Whose story is it? Personalizing story generation by inferring author styles
- URL: http://arxiv.org/abs/2502.13028v1
- Date: Tue, 18 Feb 2025 16:45:41 GMT
- Title: Whose story is it? Personalizing story generation by inferring author styles
- Authors: Nischal Ashok Kumar, Chau Minh Pham, Mohit Iyyer, Andrew Lan,
- Abstract summary: We propose a novel two-stage pipeline for personalized story generation.
Our approach infers an author's implicit story-writing characteristics from their past work and organizes them into an Author Writing Sheet.
The second stage uses this sheet to simulate the author's persona through tailored persona descriptions and personalized story writing rules.
- Score: 30.264355446431363
- License:
- Abstract: Personalization has become essential for improving user experience in interactive writing and educational applications, yet its potential in story generation remains largely unexplored.
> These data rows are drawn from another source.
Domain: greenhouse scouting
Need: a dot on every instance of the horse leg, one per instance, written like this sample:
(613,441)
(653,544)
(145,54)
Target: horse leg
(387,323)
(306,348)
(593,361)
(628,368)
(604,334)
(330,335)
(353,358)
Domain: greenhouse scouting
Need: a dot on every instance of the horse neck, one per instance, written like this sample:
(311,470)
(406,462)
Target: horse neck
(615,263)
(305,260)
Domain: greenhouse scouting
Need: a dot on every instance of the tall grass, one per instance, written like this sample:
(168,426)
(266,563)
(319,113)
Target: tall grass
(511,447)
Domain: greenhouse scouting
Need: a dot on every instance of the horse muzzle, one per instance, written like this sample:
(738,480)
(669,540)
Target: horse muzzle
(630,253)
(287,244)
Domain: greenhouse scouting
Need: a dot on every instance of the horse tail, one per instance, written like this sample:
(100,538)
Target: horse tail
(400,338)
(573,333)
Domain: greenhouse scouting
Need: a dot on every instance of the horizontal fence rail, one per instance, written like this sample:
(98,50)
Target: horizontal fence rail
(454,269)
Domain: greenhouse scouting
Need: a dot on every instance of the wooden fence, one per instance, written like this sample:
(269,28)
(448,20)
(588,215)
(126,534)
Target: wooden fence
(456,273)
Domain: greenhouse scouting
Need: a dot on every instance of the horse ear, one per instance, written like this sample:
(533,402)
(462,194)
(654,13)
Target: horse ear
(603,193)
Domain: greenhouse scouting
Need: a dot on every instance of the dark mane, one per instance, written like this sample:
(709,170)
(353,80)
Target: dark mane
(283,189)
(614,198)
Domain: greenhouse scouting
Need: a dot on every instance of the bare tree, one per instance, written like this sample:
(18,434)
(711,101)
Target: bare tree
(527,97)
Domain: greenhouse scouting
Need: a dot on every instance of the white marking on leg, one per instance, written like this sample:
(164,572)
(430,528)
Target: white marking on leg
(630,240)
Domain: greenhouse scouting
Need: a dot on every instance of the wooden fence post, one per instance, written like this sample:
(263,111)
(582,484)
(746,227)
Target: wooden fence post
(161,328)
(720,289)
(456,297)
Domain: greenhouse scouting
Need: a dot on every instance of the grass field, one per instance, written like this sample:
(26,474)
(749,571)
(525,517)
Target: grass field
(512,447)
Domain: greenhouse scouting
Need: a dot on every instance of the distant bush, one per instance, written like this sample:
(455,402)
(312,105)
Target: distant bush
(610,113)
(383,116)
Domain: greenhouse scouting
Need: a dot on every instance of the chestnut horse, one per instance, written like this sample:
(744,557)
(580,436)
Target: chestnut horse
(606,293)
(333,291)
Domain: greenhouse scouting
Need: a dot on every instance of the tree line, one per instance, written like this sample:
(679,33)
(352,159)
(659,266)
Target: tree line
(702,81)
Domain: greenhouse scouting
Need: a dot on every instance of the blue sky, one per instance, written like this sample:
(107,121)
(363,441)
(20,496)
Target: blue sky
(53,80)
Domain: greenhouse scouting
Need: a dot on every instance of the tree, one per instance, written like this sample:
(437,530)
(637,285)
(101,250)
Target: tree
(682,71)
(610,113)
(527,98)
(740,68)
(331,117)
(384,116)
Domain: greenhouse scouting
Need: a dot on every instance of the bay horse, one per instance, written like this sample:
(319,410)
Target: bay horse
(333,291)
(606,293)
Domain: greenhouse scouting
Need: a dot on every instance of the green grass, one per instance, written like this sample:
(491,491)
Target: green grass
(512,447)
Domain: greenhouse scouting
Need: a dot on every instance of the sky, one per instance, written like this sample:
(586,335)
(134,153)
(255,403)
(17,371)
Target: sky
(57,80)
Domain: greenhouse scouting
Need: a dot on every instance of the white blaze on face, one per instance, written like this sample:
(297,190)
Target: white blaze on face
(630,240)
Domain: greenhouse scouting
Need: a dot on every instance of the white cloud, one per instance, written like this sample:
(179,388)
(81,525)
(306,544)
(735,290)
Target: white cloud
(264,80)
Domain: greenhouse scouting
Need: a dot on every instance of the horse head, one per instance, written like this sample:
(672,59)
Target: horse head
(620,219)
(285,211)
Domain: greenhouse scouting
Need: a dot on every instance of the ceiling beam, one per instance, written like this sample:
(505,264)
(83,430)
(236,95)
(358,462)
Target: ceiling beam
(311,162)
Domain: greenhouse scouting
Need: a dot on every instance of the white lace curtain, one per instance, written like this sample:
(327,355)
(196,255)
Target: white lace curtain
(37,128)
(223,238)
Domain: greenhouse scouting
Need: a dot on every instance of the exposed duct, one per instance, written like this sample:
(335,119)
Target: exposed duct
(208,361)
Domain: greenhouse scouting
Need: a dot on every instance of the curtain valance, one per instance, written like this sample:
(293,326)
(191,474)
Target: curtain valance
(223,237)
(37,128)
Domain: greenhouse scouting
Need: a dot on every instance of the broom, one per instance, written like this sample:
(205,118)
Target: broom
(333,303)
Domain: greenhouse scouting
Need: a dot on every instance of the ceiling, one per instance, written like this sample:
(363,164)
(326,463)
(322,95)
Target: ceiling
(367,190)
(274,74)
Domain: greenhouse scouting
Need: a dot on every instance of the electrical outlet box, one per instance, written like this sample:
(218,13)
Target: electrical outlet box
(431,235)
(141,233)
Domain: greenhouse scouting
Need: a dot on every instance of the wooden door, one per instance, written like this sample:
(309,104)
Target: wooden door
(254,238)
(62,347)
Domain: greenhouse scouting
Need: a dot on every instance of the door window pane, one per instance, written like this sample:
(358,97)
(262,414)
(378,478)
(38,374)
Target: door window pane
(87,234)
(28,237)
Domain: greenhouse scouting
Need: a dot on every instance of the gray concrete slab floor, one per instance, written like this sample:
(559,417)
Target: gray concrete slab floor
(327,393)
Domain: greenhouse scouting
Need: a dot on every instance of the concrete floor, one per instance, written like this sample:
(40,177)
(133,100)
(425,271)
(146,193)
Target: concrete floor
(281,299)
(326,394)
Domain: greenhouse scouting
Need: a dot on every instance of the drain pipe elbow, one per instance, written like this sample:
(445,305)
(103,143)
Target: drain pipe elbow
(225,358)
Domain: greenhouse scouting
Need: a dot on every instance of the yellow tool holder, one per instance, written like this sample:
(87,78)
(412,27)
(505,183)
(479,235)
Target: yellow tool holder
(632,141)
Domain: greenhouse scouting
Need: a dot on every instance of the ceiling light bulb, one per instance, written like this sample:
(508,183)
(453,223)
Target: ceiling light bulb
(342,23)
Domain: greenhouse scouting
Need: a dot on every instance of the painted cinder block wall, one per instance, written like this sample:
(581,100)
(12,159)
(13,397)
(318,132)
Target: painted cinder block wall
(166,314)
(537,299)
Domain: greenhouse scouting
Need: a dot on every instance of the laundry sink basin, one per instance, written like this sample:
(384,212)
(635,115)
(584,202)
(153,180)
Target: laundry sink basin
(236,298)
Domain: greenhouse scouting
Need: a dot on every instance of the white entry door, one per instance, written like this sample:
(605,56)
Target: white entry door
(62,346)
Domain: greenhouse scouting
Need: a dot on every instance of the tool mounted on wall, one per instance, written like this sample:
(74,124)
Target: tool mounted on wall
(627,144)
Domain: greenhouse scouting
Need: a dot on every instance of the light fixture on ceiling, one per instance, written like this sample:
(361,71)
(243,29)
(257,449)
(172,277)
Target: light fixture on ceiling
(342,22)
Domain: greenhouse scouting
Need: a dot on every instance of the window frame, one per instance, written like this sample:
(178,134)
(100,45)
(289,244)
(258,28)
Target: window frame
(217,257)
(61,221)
In this work, we propose a novel two-stage pipeline for personalized story generation. Our approach first infers an author's implicit story-writing characteristics from their past work and organizes them into an Author Writing Sheet, inspired by narrative theory. The second stage uses this sheet to simulate the author's persona through tailored persona descriptions and personalized story writing rules. To enable and validate our approach, we construct Mythos, a dataset of 590 stories from 64 authors across five distinct sources that reflect diverse story-writing settings. A head-to-head comparison with a non-personalized baseline demonstrates our pipeline's effectiveness in generating high-quality personalized stories. Our personalized stories achieve a 75 percent win rate (versus 14 percent for the baseline and 11 percent ties) in capturing authors' writing style based on their past works. Human evaluation highlights the high quality of our Author Writing Sheet and provides valuable insights into the personalized story generation task. Notable takeaways are that writings from certain sources, such as Reddit, are easier to personalize than others, like AO3, while narrative aspects, like Creativity and Language Use, are easier to personalize than others, like Plot.